PF-04457845 是一种高效选择性的 FAAH 抑制剂，作用于 hFAAH 和 rFAAH，IC50 分别为 7.2±0.63 nM 和 7.4±0.62 nM。
CAS：1020315-31-4
分子式：C23H20F3N5O2
分子量：455.43
纯度：98%
存储：Store at -20°C

Background:

PF-04457845 is a highly efficacious and selective FAAH inhibitor with IC50 values is 7.2±0.63 nM and 7.4±0.62 nM for hFAAH and rFAAH, respectively. IC50: 7.2±0.63 nM (hFAAH), 7.4±0.62 nM (rFAAH)[1]

PF-04457845 inhibits FAAH by a covalent, irreversible mechanism involving carbamylation of the active-site serine nucleophile of FAAH with high in vitro potency (kinact/Ki and IC50 values of 40300 M-1s-1 and 7.2 nM, respectively, for human FAAH). PF-04457845 has exquisite selectivity for FAAH relative to other members of the serine hydrolase superfamily as demonstrated by competitive activity-based protein profiling. PF-04457845 completely inhibits FAAH in human and mouse membrane proteomes at both 10 and 100 μM with no off targets[1]. PF-04457845 is completely selective for FAAH, and none of the other FP-reactive serine hydrolases in the tested tissues are inhibited by PF-04457845 even at 100 μM[2].

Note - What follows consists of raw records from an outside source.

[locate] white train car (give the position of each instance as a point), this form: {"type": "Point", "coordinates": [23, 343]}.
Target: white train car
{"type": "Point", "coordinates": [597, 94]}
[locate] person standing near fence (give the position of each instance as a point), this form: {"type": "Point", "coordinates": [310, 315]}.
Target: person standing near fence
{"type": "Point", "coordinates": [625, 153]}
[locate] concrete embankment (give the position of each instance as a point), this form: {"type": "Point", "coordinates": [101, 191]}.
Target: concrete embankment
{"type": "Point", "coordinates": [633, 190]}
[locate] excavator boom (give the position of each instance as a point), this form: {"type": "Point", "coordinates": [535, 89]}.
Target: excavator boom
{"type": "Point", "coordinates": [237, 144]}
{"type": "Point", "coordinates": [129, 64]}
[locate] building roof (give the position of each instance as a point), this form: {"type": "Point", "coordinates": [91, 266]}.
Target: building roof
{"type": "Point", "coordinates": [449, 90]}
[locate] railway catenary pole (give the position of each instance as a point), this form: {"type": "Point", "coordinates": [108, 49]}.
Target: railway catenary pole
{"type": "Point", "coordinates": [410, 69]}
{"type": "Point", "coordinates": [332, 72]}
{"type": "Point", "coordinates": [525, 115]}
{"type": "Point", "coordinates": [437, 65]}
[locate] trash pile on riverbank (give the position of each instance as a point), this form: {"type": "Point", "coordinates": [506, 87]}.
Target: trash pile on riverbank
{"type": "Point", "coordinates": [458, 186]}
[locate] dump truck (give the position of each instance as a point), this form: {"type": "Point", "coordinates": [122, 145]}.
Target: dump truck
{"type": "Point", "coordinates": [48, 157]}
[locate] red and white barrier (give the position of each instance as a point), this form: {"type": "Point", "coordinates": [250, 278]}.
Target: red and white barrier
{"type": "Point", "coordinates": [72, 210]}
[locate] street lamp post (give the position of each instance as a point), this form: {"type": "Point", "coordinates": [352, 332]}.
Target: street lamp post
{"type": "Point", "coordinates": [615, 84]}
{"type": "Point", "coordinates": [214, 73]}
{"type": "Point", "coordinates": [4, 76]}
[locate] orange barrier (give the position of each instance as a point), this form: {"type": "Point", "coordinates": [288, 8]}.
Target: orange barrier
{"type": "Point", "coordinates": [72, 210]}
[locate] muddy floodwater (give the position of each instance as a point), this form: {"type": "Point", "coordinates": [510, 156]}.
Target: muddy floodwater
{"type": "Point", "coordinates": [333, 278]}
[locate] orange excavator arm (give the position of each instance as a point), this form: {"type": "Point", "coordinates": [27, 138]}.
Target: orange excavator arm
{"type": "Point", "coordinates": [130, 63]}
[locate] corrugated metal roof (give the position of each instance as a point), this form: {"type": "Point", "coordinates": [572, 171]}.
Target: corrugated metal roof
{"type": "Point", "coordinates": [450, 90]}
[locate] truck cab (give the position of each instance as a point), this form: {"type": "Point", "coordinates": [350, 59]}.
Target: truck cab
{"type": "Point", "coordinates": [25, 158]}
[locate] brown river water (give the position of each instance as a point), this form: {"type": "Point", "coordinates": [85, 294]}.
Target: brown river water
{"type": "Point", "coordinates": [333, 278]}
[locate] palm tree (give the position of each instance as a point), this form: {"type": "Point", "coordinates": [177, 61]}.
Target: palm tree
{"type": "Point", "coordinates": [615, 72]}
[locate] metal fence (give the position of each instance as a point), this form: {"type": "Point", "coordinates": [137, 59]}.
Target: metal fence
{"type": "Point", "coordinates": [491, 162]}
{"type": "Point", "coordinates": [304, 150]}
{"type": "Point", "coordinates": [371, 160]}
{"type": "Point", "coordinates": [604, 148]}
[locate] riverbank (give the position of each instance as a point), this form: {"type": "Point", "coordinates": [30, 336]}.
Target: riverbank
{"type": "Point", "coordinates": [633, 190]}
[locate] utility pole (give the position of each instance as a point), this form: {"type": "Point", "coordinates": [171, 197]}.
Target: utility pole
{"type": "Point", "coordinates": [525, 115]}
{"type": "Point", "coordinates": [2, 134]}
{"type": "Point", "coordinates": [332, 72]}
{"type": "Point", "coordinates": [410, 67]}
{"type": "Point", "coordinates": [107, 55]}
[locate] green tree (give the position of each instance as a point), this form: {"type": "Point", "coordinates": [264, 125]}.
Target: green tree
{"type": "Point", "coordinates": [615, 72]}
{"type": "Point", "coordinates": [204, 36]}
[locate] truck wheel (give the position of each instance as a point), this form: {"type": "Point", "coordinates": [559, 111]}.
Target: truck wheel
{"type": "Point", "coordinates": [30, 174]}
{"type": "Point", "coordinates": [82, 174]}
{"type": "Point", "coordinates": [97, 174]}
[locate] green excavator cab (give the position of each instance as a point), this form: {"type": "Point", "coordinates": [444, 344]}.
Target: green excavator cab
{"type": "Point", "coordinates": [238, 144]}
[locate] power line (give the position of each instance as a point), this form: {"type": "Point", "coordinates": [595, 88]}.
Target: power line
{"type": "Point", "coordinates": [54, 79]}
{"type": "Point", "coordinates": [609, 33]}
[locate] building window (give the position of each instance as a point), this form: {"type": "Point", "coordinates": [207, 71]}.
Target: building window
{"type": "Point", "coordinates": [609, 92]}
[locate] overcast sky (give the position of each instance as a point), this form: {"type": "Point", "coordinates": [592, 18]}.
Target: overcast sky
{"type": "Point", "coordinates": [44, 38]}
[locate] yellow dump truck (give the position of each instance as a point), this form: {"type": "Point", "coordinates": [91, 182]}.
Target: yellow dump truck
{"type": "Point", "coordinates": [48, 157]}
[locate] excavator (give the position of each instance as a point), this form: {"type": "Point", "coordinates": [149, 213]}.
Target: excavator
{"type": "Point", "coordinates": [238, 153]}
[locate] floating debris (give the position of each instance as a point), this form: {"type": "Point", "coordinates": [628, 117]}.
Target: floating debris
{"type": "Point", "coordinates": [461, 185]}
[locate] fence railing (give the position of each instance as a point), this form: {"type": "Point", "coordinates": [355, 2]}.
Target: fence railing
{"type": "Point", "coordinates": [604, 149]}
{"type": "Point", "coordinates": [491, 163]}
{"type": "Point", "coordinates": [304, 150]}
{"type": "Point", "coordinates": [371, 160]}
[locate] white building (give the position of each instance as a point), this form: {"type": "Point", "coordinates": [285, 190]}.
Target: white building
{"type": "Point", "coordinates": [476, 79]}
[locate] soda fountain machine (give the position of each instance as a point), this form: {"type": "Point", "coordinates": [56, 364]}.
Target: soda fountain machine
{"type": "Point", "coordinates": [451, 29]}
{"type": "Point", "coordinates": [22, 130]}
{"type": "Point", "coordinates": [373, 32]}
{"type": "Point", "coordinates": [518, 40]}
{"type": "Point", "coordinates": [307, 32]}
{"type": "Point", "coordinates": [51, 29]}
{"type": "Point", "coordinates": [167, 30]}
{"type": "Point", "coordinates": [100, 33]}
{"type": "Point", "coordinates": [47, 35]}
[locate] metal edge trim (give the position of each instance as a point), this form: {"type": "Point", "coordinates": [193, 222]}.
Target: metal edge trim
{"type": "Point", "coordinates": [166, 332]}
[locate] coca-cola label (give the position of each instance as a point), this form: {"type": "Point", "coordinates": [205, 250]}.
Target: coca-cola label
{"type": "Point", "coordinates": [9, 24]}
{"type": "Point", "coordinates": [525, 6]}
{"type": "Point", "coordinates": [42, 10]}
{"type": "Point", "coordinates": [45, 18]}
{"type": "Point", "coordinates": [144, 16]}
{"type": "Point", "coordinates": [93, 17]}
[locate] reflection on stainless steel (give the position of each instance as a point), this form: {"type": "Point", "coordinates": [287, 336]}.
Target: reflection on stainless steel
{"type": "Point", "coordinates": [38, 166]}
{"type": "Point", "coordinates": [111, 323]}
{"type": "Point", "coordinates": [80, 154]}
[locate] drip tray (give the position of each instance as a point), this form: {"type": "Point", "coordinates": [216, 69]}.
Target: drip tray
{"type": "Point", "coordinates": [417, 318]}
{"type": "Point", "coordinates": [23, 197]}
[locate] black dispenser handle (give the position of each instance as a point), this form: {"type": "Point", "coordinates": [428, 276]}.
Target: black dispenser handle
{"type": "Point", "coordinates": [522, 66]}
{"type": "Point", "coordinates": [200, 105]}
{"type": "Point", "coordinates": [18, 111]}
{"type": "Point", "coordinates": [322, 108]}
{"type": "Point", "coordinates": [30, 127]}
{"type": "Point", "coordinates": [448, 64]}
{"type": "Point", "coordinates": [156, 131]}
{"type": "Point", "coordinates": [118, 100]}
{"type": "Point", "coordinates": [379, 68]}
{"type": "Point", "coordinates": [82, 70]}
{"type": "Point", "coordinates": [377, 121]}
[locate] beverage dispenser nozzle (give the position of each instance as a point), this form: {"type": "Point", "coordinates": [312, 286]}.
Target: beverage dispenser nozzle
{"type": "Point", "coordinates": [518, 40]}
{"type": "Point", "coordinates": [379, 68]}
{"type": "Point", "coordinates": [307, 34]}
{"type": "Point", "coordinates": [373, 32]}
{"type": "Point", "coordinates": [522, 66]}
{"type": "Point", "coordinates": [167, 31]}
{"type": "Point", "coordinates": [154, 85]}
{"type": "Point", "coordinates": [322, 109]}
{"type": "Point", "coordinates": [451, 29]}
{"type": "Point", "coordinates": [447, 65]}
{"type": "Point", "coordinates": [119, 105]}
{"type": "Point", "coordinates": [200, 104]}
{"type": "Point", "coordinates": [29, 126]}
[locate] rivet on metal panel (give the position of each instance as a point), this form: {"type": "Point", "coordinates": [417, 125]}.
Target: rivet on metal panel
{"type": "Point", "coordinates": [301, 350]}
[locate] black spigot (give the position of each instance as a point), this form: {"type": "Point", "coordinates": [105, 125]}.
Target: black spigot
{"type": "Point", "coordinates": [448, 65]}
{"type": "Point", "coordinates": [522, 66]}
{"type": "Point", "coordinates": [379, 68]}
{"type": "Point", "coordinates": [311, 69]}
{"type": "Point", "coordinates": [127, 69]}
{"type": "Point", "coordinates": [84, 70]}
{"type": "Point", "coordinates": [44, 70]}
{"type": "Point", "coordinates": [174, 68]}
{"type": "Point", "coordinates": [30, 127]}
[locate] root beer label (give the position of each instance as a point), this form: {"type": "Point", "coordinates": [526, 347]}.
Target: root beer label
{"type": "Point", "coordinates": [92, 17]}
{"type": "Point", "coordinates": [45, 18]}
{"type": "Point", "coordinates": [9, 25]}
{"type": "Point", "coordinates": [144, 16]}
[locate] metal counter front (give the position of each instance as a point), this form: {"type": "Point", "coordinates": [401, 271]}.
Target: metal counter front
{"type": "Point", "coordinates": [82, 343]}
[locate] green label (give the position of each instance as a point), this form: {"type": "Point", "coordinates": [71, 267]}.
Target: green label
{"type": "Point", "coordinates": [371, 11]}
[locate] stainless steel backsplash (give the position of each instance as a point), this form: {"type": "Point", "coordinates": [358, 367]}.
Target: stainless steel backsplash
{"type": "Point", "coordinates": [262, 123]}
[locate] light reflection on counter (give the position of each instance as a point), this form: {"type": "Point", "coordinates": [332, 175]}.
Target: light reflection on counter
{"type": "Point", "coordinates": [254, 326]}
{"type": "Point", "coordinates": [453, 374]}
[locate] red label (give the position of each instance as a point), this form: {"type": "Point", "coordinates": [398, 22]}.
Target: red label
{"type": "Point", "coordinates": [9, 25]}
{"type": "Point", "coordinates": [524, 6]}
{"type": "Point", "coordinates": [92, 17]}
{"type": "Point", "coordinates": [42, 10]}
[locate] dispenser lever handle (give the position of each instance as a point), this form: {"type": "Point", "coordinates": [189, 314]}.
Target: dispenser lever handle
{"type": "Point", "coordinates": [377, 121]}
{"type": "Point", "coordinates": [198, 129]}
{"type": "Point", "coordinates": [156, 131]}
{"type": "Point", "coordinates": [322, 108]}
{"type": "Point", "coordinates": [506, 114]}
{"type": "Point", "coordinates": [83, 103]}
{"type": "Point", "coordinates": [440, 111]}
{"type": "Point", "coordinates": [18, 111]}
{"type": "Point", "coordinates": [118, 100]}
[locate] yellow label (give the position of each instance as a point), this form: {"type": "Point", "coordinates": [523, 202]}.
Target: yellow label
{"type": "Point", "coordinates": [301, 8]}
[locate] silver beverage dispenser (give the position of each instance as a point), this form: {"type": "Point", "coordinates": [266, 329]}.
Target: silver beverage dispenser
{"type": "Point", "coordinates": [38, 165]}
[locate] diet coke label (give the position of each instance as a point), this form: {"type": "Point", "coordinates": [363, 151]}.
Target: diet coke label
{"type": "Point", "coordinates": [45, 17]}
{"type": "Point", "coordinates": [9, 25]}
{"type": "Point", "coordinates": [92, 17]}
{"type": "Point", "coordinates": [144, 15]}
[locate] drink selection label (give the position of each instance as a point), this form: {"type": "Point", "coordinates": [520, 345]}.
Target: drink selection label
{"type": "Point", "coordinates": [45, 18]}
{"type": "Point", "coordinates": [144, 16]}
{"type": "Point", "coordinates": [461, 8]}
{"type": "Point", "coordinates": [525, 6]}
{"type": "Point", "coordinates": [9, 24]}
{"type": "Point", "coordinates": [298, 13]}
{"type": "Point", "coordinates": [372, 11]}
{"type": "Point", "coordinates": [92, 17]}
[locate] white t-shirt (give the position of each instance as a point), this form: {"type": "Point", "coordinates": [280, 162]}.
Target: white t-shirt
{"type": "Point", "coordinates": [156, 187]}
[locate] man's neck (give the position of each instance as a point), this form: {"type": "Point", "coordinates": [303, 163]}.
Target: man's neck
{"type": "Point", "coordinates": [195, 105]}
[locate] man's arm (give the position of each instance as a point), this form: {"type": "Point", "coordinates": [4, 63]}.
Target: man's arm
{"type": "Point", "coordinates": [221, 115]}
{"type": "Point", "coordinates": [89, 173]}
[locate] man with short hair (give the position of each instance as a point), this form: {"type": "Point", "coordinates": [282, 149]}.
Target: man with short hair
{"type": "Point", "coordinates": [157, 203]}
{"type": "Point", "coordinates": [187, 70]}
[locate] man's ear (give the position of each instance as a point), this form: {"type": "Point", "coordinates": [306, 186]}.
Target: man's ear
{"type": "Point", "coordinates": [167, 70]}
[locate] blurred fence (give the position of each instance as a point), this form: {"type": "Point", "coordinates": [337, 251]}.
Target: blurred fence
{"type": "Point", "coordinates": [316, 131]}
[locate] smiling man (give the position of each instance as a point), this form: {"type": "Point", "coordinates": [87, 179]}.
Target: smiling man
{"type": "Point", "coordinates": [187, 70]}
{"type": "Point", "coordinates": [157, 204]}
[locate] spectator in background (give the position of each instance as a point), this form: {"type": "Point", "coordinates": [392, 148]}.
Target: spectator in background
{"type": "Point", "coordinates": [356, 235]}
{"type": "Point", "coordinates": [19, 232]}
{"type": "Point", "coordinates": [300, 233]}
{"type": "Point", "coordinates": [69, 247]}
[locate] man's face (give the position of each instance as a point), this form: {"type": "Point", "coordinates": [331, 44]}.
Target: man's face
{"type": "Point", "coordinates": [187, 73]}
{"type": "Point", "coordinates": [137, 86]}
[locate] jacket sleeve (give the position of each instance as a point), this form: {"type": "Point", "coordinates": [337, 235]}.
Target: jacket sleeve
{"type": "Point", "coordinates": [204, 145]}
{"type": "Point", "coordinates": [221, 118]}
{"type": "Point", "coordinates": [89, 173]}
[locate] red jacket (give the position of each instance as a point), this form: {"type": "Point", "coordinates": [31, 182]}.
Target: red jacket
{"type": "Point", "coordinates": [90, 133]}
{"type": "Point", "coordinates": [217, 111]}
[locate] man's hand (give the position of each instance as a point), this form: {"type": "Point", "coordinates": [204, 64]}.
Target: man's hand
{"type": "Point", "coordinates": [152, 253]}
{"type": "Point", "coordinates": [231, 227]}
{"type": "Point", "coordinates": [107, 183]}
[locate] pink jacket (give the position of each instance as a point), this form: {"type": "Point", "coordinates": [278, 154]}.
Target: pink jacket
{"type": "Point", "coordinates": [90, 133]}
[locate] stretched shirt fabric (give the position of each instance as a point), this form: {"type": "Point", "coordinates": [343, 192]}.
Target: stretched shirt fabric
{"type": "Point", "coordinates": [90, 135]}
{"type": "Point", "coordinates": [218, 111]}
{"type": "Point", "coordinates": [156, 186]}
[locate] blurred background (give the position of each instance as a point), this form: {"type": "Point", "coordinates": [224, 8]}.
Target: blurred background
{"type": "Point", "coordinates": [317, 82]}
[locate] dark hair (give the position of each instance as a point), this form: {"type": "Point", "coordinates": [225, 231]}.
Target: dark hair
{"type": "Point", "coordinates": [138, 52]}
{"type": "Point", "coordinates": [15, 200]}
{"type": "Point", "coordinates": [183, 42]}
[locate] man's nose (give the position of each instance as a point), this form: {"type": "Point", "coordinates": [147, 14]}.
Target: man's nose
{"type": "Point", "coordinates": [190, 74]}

Oral administration of PF-04457845 at 0.1 mg/kg results in efficacy comparable to that of naproxen at 10 mg/kg in a rat model of inflammatory pain. Oral administration of PF-04457845 causes a significant inhibition of mechanical allodynia measured after 4 h with a minimum effective dose (MED) of 0.1 mg/kg. Furthermore, at 0.1 mg/kg (p.o.), PF-04457845 inhibits the pain response to a comparable degree as the nonsteroidal anti-inflammatory drug naproxen at 10 mg/kg[1]. FAAH is confirmed to be completely inhibited in mice treated with PF-04457845 at 1 and 10 mg/kg p.o. by competitive activity-based protein profiling (ABPP) study[2].

[1]. Johnson DS, et al. Discovery of PF-04457845: A Highly Potent, Orally Bioavailable, and Selective Urea FAAH Inhibitor. ACS Med Chem Lett. 2011 Feb 10;2(2):91-96. [2]. Ahn K, et al. Mechanistic and pharmacological characterization of PF-04457845: a highly potent and selective fatty acid amide hydrolase inhibitor that reduces inflammatory and noninflammatory pain. J Pharmacol Exp Ther. 2011 Jul;338(1):114-24. [3]. Buntyn RW, et al. Inhibition of Endocannabinoid-Metabolizing Enzymes in Peripheral Tissues Following Developmental Chlorpyrifos Exposure in Rats. Int J Toxicol. 2017 Jan 1:1091581817725272.